El lunes 11 de enero de 1993, los recolectores de basura que hacían su ronda matutina en Prévessin, localidad cercana a la frontera con Ginebra, observaron que una casa se incendiaba. Golpearon la puerta para alertar a los ocupantes, pero no obtuvieron respuesta. A las 4.15 llegaron los bomberos y vieron a un hombre asomado a una ventana. Lo rescataron con vida, aunque perdió el conocimiento y tenía el pulso débil. Su esposa y sus dos hijos no sobrevivieron.
Luc Ladmiral, amigo íntimo de la familia, se acercó al lugar. En el camión de bomberos encontró a Jean-Claude Romand, que apenas sobrevivía. Horas después, las autoridades hallaron muertos a los padres de Romand en su casa de Clairvaux-les-Lacs, a unos 84 kilómetros. Los tres habían sido asesinados a tiros.
El periodista y escritor Emmanuel Carrère relató el caso en el libro El adversario. Según su investigación, Romand nació en 1954 y creció en Clairvaux. Desde niño ocultó sus problemas para no preocupar a su madre, que sufría depresión. Era un estudiante inteligente, pero solitario. A los 14 años se enamoró de Florence, una prima lejana, con quien se casó en 1984.
Romand abandonó sus estudios de Medicina en 1975 sin rendir un examen final. Para ocultarlo, inventó que había aprobado y continuó simulando su carrera. Con el tiempo, afirmó trabajar como investigador en el Instituto Nacional de la Salud y de la Investigación Médica de Francia (Inserm) y luego en la Organización Mundial de la Salud (OMS) en Ginebra. Nadie verificó sus afirmaciones.

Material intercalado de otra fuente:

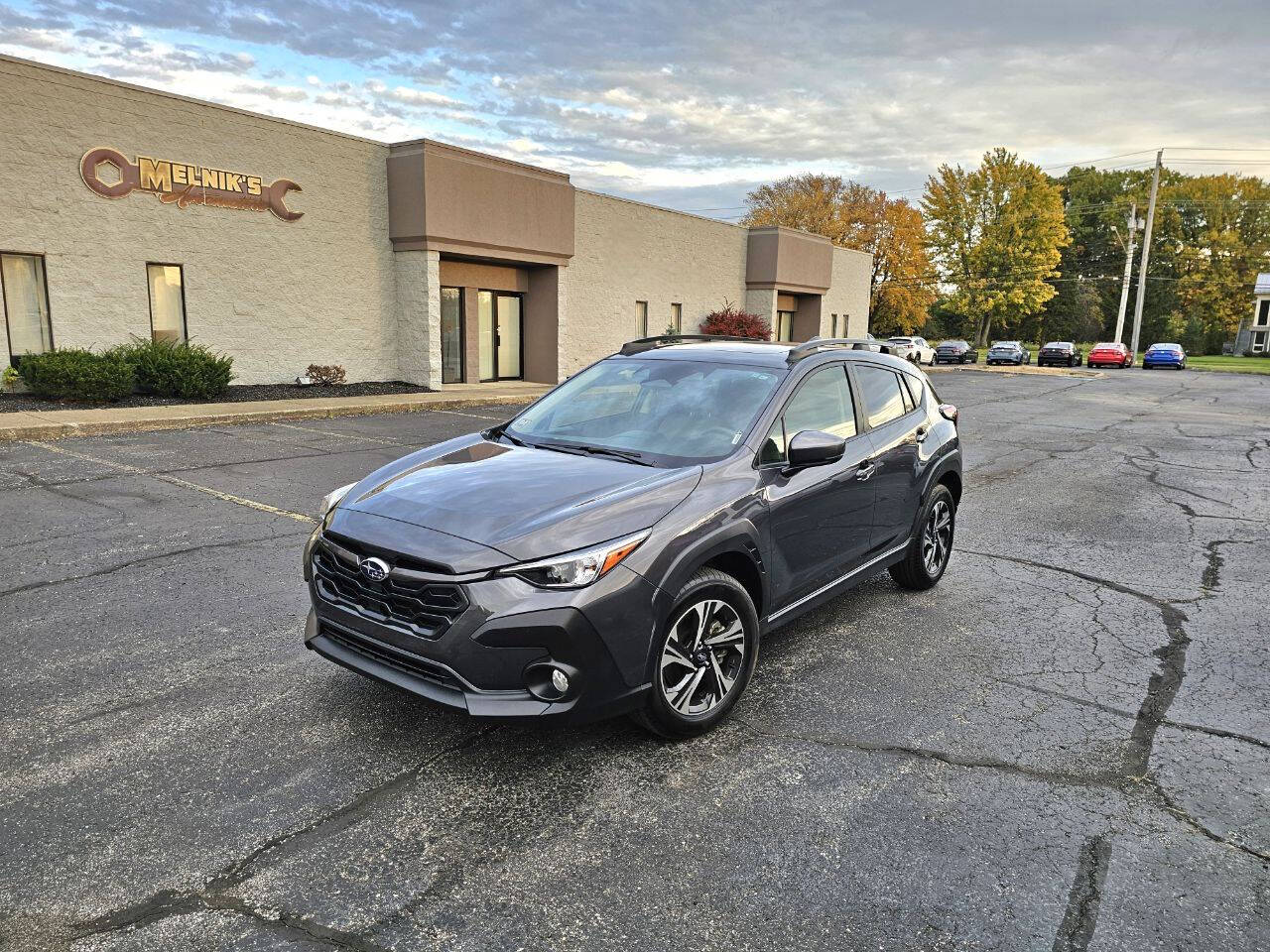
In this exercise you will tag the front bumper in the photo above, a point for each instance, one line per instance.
(494, 657)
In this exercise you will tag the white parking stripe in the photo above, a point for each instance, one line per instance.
(176, 481)
(385, 440)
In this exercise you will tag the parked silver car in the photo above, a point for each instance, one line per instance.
(912, 349)
(1008, 352)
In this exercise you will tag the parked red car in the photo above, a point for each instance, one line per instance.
(1109, 356)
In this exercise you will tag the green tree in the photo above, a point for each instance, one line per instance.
(996, 234)
(849, 214)
(1211, 236)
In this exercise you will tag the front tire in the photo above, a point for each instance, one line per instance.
(702, 658)
(929, 551)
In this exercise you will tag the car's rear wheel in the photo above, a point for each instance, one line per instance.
(929, 551)
(703, 657)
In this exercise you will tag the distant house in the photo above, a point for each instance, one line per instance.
(1255, 335)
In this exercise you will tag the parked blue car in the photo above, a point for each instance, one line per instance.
(1165, 356)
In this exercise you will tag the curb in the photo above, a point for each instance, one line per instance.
(51, 429)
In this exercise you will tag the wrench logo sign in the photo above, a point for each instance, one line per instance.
(109, 175)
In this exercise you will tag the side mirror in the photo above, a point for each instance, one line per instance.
(815, 448)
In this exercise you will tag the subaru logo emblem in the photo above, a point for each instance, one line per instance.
(373, 569)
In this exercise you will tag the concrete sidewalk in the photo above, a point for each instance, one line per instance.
(55, 424)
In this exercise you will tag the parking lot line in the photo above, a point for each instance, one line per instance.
(177, 481)
(384, 440)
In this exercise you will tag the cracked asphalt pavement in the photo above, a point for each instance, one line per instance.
(1065, 746)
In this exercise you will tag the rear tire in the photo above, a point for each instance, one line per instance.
(702, 657)
(931, 546)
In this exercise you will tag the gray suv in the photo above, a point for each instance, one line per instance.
(624, 543)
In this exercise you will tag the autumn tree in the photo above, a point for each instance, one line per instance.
(851, 214)
(996, 234)
(1210, 239)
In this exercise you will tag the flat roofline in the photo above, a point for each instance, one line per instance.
(390, 146)
(786, 230)
(474, 155)
(659, 208)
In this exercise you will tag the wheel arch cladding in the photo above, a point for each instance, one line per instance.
(952, 480)
(744, 569)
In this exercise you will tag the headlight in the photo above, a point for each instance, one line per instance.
(575, 570)
(331, 499)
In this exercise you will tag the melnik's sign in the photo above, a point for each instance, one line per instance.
(183, 184)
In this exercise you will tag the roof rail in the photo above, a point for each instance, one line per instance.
(818, 344)
(638, 347)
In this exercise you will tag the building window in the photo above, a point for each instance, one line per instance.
(451, 335)
(26, 304)
(167, 302)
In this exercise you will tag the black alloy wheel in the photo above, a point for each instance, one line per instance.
(703, 657)
(929, 551)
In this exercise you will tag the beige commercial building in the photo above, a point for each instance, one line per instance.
(126, 211)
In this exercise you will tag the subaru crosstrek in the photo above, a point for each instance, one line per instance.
(624, 543)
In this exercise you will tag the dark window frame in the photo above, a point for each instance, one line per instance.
(780, 414)
(49, 304)
(462, 336)
(903, 384)
(150, 298)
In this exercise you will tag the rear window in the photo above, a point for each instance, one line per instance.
(880, 394)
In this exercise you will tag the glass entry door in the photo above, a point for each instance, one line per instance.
(499, 335)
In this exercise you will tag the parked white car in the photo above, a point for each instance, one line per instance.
(915, 349)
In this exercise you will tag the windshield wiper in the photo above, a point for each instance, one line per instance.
(500, 430)
(630, 456)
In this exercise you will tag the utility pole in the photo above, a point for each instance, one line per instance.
(1128, 273)
(1146, 254)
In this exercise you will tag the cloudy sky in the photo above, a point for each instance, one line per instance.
(691, 104)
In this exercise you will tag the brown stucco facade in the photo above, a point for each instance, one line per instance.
(417, 261)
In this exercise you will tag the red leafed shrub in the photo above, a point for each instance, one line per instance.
(327, 375)
(730, 321)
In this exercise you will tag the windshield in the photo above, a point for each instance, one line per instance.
(671, 413)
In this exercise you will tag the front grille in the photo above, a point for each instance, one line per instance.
(423, 608)
(418, 666)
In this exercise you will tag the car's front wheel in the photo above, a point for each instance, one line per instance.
(929, 552)
(703, 656)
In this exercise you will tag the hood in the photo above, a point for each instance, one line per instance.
(522, 502)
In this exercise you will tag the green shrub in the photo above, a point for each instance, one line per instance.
(77, 375)
(178, 370)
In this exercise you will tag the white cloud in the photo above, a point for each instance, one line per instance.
(714, 95)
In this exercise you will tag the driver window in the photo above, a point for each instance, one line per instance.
(824, 403)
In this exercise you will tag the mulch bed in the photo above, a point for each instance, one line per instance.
(14, 403)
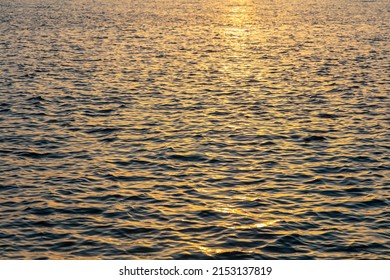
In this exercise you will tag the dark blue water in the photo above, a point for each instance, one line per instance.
(194, 129)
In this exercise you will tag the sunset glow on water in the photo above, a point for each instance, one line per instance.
(194, 129)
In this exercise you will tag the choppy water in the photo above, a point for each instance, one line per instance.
(250, 129)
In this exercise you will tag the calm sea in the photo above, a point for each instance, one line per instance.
(194, 129)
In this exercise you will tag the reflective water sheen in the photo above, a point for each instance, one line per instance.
(187, 129)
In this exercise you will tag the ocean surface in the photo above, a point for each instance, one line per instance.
(194, 129)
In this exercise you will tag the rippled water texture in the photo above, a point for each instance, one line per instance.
(194, 129)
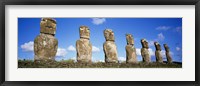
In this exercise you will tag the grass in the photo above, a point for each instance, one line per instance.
(73, 64)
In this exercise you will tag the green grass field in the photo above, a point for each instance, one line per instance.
(72, 64)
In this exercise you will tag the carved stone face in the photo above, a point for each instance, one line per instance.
(109, 35)
(48, 26)
(166, 47)
(84, 32)
(157, 45)
(144, 43)
(129, 39)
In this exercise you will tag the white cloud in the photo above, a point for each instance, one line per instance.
(98, 21)
(71, 48)
(121, 59)
(95, 49)
(151, 43)
(164, 28)
(28, 46)
(178, 48)
(161, 37)
(61, 52)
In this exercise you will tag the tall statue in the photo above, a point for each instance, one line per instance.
(83, 46)
(144, 51)
(45, 44)
(169, 58)
(158, 52)
(131, 56)
(110, 48)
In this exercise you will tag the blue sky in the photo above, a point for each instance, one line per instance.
(163, 30)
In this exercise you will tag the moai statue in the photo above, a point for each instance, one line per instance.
(158, 52)
(83, 46)
(131, 56)
(110, 49)
(45, 44)
(169, 58)
(144, 51)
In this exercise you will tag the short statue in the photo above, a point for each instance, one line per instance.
(158, 52)
(45, 44)
(109, 47)
(83, 46)
(145, 52)
(169, 58)
(131, 56)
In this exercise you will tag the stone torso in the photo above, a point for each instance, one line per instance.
(131, 56)
(84, 50)
(110, 50)
(158, 56)
(145, 55)
(45, 47)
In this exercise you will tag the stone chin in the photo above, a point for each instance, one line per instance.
(85, 37)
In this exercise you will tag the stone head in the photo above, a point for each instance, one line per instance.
(84, 32)
(48, 26)
(144, 43)
(157, 45)
(166, 47)
(109, 35)
(129, 39)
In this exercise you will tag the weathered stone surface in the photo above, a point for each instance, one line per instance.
(110, 48)
(169, 58)
(83, 46)
(48, 26)
(158, 52)
(45, 47)
(45, 44)
(144, 51)
(131, 56)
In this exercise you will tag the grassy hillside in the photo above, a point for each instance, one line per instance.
(72, 64)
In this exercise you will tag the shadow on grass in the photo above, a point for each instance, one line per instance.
(73, 64)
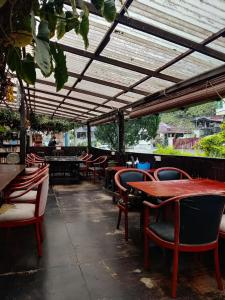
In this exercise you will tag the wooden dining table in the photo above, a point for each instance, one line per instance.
(172, 188)
(8, 173)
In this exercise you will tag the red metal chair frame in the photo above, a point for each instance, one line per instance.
(182, 172)
(176, 246)
(92, 167)
(37, 219)
(124, 195)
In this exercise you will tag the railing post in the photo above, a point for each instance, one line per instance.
(22, 129)
(121, 146)
(88, 137)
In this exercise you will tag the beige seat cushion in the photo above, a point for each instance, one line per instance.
(19, 211)
(31, 195)
(31, 170)
(222, 224)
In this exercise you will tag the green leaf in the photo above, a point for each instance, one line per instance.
(98, 4)
(2, 2)
(61, 75)
(43, 57)
(28, 72)
(14, 59)
(109, 10)
(43, 31)
(72, 22)
(84, 26)
(61, 28)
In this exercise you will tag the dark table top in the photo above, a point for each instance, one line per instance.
(63, 159)
(172, 188)
(8, 173)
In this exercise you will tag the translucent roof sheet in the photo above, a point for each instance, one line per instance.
(192, 19)
(141, 49)
(192, 65)
(113, 73)
(149, 44)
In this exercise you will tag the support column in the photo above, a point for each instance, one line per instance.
(22, 130)
(89, 137)
(121, 146)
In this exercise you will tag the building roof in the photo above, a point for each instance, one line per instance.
(151, 47)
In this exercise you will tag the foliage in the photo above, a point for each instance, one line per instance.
(9, 118)
(44, 123)
(168, 150)
(139, 129)
(18, 29)
(184, 118)
(213, 145)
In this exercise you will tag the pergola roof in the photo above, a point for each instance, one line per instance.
(151, 46)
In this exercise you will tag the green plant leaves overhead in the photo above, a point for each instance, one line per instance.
(98, 4)
(28, 72)
(60, 69)
(109, 10)
(84, 26)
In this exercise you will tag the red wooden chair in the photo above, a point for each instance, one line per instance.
(17, 192)
(191, 230)
(222, 227)
(24, 214)
(97, 167)
(170, 173)
(127, 197)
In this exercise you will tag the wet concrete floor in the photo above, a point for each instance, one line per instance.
(85, 257)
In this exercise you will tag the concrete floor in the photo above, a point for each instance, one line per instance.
(84, 257)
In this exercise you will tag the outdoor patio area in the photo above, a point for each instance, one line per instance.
(85, 257)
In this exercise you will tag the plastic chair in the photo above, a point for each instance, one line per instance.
(97, 167)
(127, 198)
(24, 214)
(170, 173)
(190, 230)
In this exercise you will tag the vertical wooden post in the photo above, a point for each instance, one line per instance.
(89, 137)
(22, 129)
(121, 146)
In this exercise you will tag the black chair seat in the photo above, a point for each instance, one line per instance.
(164, 230)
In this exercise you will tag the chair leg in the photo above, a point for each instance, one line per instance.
(41, 232)
(146, 252)
(126, 226)
(38, 238)
(119, 219)
(175, 272)
(217, 269)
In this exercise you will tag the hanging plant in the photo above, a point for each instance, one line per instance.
(35, 23)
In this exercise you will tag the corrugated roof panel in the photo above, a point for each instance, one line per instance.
(75, 63)
(112, 73)
(140, 49)
(87, 97)
(97, 29)
(192, 19)
(97, 88)
(131, 97)
(154, 84)
(48, 88)
(192, 65)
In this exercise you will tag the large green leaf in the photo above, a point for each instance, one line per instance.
(14, 59)
(109, 10)
(61, 28)
(43, 57)
(84, 26)
(98, 4)
(2, 2)
(43, 31)
(61, 75)
(28, 72)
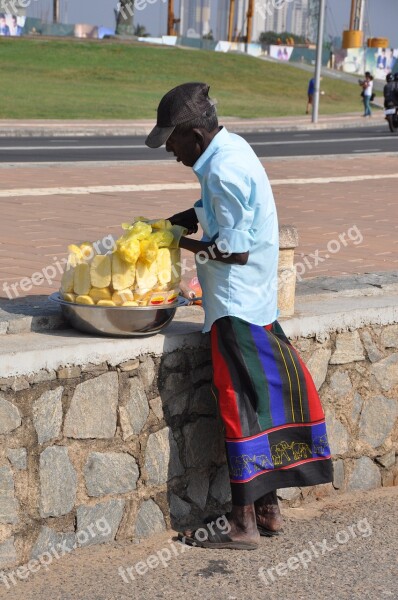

Para sostener su fachada, Romand creó una estafa piramidal: recibió los ahorros de sus padres, su tío y sus suegros, prometiéndoles cuentas bancarias en Suiza con un interés anual del 18%. También obtuvo dinero de su amante, Corinne, a quien conoció en 1988. La inversión no existía; usaba los fondos para mantener un alto nivel de vida.
La presión aumentó cuando Corinne le reclamó la devolución de su dinero y Florence comenzó a sospechar tras comentarios sobre su trabajo en la OMS. El 9 de enero de 1993, Romand golpeó a su esposa con un rodillo de repostería mientras dormía. Al día siguiente, mató a sus hijos Caroline y Antoine con una carabina. Luego asesinó a sus padres y al perro de la familia. Intentó matar a Corinne, pero desistió tras sus súplicas.
En la madrugada del 11 de enero, Romand roció la casa con nafta, tomó somníferos vencidos y prendió fuego. Fue rescatado por los bomberos. En junio de 1996, fue juzgado y condenado a cadena perpetua con un mínimo de 22 años de prisión. El 28 de junio de 2019, tras 26 años, obtuvo la libertad condicional. Se instaló en un pueblo de Indre, en la región del Loira, donde vivió en anonimato.